University of Southern California Keck School of Medicine, Norris Comprehensive Cancer Center, Los Angeles, California 90033, USA.
Curr Opin Urol. 2013 Jul;23(4):366-71. doi: 10.1097/MOU.0b013e328361d467.
Although most men are diagnosed with readily curable localized prostate cancer, those with high-risk features face a significant mortality risk. Androgen deprivation therapy (ADT) is a standard adjunct to radiotherapy for high-risk prostate cancer, but its role around prostatectomy has not been as clearly defined, and concerns over cardiovascular toxicity have led to decreasing use. The use of chemotherapy for localized disease remains experimental. We review the most recently published trials of neoadjuvant or adjuvant systemic therapy for prostate cancer.
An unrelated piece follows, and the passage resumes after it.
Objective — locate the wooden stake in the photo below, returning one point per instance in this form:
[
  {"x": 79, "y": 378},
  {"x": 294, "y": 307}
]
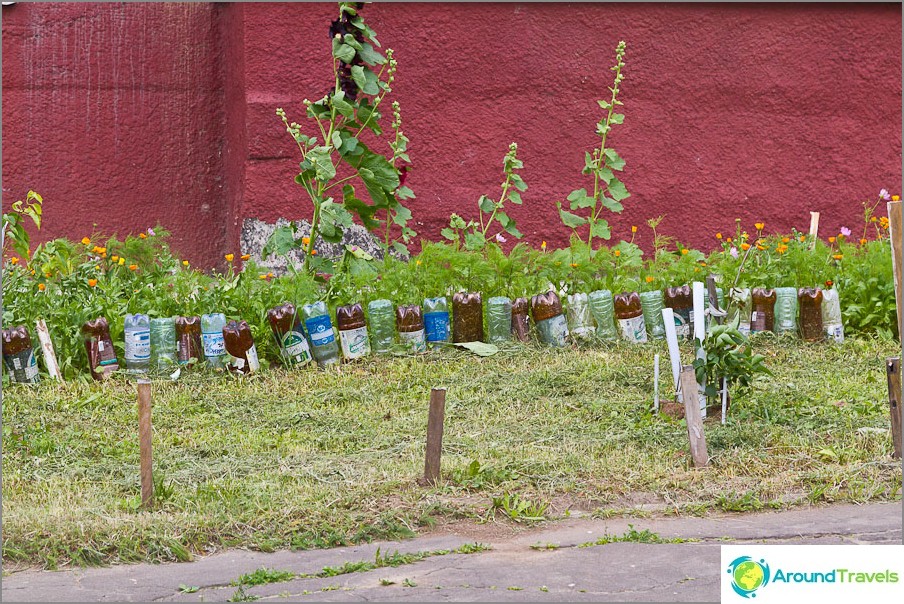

The optimal duration of ADT with higher dose modern radiation techniques is under active investigation, but current data support the use of longer duration as standard. Prostate-specific antigen (PSA) and MRI changes may be useful in future studies optimizing duration of neoadjuvant ADT. Two years of combined ADT after prostatectomy is associated with a lower risk of disease recurrence and better prostate cancer specific mortality than predicted. Persistence of intraprostatic androgens during neoadjuvant ADT may contribute to resistance.
Androgen deprivation added to definitive radiation or surgery improves outcomes for high-risk prostate cancer, although the role of chemotherapy remains undefined. Molecular classification is needed to improve risk stratification.
尽管大多数男性被诊断为可治愈的局限性前列腺癌,但那些具有高危特征的患者面临着显著的死亡风险。雄激素剥夺疗法(ADT)是高危前列腺癌放射治疗的标准辅助手段,但 ADT 在前列腺切除术周围的作用尚未明确界定,而且对心血管毒性的担忧导致其使用减少。化疗在局限性疾病中的应用仍处于试验阶段。我们回顾了最近发表的关于前列腺癌新辅助或辅助全身治疗的试验。
高剂量现代放射技术下 ADT 的最佳持续时间正在积极研究中,但目前的数据支持将更长的持续时间作为标准。前列腺特异性抗原(PSA)和 MRI 变化可能在未来研究中有助于优化新辅助 ADT 的持续时间。前列腺切除术联合 ADT 2 年与疾病复发风险降低和前列腺癌特异性死亡率降低相关,优于预测。在新辅助 ADT 期间,前列腺内雄激素的持续存在可能导致耐药性。
雄激素剥夺治疗联合确定性放疗或手术可改善高危前列腺癌的预后,尽管化疗的作用仍未确定。需要进行分子分类以改善风险分层。